Presented By O’Reilly and Cloudera
Make Data Work
21–22 May 2018: Training
22–24 May 2018: Tutorials & Conference
London, UK

Unlocking the world of stream processing with KSQL, the streaming SQL engine for Apache Kafka

Michael Noll (Confluent)
14:0514:45 Wednesday, 23 May 2018
Average rating: ****.
(4.67, 6 ratings)

Who is this presentation for?

  • Architects, vice presidents of engineering, CTOs, data engineers, data scientists, and application developers

Prerequisite knowledge

  • Familiarity with databases and big data technologies such as Apache Kafka and Hadoop

What you'll learn

  • Explore KSQL and learn how to use it to do stream processing without writing code in a programming language like Java or Scala

Description

Modern businesses have data at their core, and this data is changing continuously. Stream processing is what allows you harness this torrent of information in real time, and thousands of companies use Apache Kafka as the core platform for streaming data to transform and reshape their industries. However, the world of stream processing still has a very high barrier to entry. Today’s most popular stream processing technologies require the user to write code in programming languages such as Java or Scala. This hard requirement on coding skills is preventing many companies to unlock the benefits of stream processing to their full effect.

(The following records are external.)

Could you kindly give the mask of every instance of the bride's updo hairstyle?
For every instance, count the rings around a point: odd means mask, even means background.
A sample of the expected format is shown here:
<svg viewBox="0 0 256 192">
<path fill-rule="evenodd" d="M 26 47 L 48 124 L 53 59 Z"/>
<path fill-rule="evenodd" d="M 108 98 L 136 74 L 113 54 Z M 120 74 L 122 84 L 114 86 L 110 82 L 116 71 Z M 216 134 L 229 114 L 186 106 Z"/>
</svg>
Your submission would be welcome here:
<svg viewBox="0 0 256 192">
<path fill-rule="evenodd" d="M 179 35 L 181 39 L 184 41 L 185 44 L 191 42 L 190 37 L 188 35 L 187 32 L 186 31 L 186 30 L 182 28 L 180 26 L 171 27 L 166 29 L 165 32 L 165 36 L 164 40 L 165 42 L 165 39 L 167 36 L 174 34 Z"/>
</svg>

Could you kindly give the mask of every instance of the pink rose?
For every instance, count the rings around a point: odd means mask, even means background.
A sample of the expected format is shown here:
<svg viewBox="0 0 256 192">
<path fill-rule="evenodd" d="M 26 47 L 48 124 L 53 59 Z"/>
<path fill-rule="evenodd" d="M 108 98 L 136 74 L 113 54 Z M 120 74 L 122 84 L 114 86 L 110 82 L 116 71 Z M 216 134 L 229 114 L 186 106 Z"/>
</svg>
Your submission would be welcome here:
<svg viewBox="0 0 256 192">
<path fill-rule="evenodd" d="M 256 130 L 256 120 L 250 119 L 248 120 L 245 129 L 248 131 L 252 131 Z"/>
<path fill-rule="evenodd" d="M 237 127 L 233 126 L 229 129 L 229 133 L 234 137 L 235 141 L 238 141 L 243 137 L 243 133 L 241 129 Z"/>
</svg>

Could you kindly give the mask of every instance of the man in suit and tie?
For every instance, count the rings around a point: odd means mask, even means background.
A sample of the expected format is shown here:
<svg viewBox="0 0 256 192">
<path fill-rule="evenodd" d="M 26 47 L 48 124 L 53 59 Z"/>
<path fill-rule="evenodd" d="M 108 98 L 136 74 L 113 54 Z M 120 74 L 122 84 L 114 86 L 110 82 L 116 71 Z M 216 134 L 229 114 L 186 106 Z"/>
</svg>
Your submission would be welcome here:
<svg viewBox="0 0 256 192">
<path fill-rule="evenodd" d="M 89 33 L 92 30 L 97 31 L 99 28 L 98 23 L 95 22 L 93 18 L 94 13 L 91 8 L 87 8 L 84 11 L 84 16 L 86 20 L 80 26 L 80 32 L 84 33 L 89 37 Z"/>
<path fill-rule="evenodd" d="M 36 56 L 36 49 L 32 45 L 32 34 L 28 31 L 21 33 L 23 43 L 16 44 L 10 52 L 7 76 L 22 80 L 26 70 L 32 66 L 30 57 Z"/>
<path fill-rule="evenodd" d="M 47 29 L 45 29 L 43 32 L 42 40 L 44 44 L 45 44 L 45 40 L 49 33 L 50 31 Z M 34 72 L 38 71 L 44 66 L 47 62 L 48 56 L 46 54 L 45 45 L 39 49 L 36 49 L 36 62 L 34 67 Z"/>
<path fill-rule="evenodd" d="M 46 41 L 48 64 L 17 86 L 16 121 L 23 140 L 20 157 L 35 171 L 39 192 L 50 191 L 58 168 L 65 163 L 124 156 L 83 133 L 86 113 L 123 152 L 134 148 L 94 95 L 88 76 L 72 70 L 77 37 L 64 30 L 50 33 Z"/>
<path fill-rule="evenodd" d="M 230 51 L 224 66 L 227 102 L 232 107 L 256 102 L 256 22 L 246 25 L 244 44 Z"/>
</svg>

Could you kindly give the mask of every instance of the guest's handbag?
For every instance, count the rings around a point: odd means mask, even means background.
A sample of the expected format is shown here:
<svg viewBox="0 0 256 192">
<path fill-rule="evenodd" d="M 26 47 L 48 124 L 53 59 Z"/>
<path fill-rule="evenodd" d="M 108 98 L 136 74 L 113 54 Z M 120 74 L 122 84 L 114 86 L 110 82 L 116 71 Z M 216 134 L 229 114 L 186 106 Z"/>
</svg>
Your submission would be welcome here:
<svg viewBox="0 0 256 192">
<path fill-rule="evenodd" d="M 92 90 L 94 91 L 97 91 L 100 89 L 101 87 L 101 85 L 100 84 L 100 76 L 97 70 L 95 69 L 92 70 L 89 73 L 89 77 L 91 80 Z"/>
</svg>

However, imagine that instead of having to write a lot of code in a programming language like Java or Scala for your favorite stream processing technology, all you’d need to get started with stream processing is a simple SQL statement, such as: SELECT * FROM payments-kafka-stream WHERE fraudProbability > 0.8.

Michael Noll offers an overview of KSQL, the open source streaming SQL engine for Apache Kafka, which makes it easy to get started with a wide range of real-time use cases, such as monitoring application behavior and infrastructure, detecting anomalies and fraudulent activities in data feeds, and real-time ETL. With KSQL, there’s no need to write any code in a programming language. KSQL brings together the worlds of streams and databases by allowing you to work with your data in a stream and in a table format. Built on top of Kafka’s Streams API, KSQL supports many powerful operations, including filtering, transformations, aggregations, joins, windowing, sessionization, and much more. It is open source (Apache 2.0 licensed), distributed, scalable, fault tolerant, and real time. You’ll learn how KSQL makes it easy to get started with a wide range of stream processing use cases and how to get up and running as you explore how it all works under the hood.

Photo of Michael Noll

Michael Noll

Confluent

Michael Noll is the technologist of the office of the CTO at Confluent, the company founded by the creators of Apache Kafka. Previously, Michael was the technical lead of DNS operator Verisign’s big data platform, where he grew the Hadoop, Kafka, and Storm-based infrastructure from zero to petabyte-sized production clusters spanning multiple data centers—one of the largest big data infrastructures in Europe at the time. He’s a well-known tech blogger in the big data community. In his spare time, Michael serves as a technical reviewer for publishers such as Manning and is a frequent speaker at international conferences, including Strata, ApacheCon, and ACM SIGIR. Michael holds a PhD in computer science.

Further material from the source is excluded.